The issue of menstruation was a critical point, yet neither the defense nor the prosecution wished to emphasize it. Joe Howard set the tone, writing with uncharacteristic vagueness of the blood spot, “The defense claim, for reasons not necessary to publish . . . that this blood is natural.” During Assistant Marshal Fleet’s testimony, Robinson introduced the subject of the toilet pail in the cellar and said: “It is agreed that the pail contains the napkins which had been worn within a day or two by the defendant—ordinary monthly sickness—and as to that fact that is all we propose to put in. We do not care to go into the details. It is also agreed that the sickness ended Wednesday night.” Robinson was content to let that fact explain the bloody towels soaking in the cellar toilet pail as well as the spot of blood on Lizzie’s inner skirt and to move quickly on. But the prosecution’s reluctance to explore the issue was surprising. Menstruation, according to medical experts, made women vulnerable to criminal impulses. When Doherty began to describe the pail of bloody towels found during his search of the cellar, Moody curtly interrupted, “Pass from those.” Even Borden’s suspicious nocturnal visit to the cellar the night after the murders, recounted by Officer Hyde earlier that day, was largely assumed to be related to her “monthly illness.” Despite the potential significance of the evidence, the men all let the matter drop; they averted their gaze from the contents of the pail as if it would require staring into the abyss.

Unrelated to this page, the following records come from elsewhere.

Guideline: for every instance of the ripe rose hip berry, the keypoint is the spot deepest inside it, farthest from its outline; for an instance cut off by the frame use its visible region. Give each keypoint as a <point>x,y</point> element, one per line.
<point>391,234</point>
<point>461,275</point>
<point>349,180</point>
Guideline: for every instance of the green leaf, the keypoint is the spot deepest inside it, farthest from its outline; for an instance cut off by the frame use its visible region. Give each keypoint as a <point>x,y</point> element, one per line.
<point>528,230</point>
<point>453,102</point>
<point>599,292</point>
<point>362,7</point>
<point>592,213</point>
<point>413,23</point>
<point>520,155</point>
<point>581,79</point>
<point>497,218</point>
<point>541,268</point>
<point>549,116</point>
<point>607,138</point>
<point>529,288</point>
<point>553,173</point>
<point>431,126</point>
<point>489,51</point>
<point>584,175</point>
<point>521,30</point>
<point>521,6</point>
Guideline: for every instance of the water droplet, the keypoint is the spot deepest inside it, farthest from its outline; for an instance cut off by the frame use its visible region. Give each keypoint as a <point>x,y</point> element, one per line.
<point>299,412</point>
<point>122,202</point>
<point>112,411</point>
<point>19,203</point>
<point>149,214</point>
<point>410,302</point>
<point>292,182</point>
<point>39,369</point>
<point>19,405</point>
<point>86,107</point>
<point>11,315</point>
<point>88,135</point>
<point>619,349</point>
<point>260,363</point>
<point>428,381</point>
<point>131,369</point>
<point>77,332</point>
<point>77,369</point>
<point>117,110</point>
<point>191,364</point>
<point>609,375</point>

Though neither side wished to explore the bloody contents of the pail, they were quite happy to discuss blood spatter. The defense sought to make the crimes as bloody as possible—given the lack of blood found on Lizzie. But Wood was initially unhelpful. He insisted that, given the nature of the blows, blood “might spatter in any direction and might not spatter in every direction.” So perhaps the assailant would not have been covered with blood. On cross-examination, Adams methodically worked through the likely scenarios to demonstrate that the murderer could not have avoided blood spatter. Wood agreed that, if Andrew’s assailant had been standing behind him, then “I don’t see how he could avoid being spattered” above the waist. Also, if one assumed the assailant stood astride Abby, there would have been blood spatter over the lower part of the body. Like Dolan before him, then, Wood finally agreed that the murders were a bloody affair. By the end of the day, Howard expressed his frustration with the medical witnesses: “Witness after witness goes over the same story, describes that with which the jury are nauseatingly familiar, proving again and again facts about which there is no dispute, that the Bordens are dead, that they were brutally murdered, that there was blood all over the place, that they had eaten a mild and moderate breakfast, all of which was found in their several intestinal parts, some digested and some not—and that’s all.”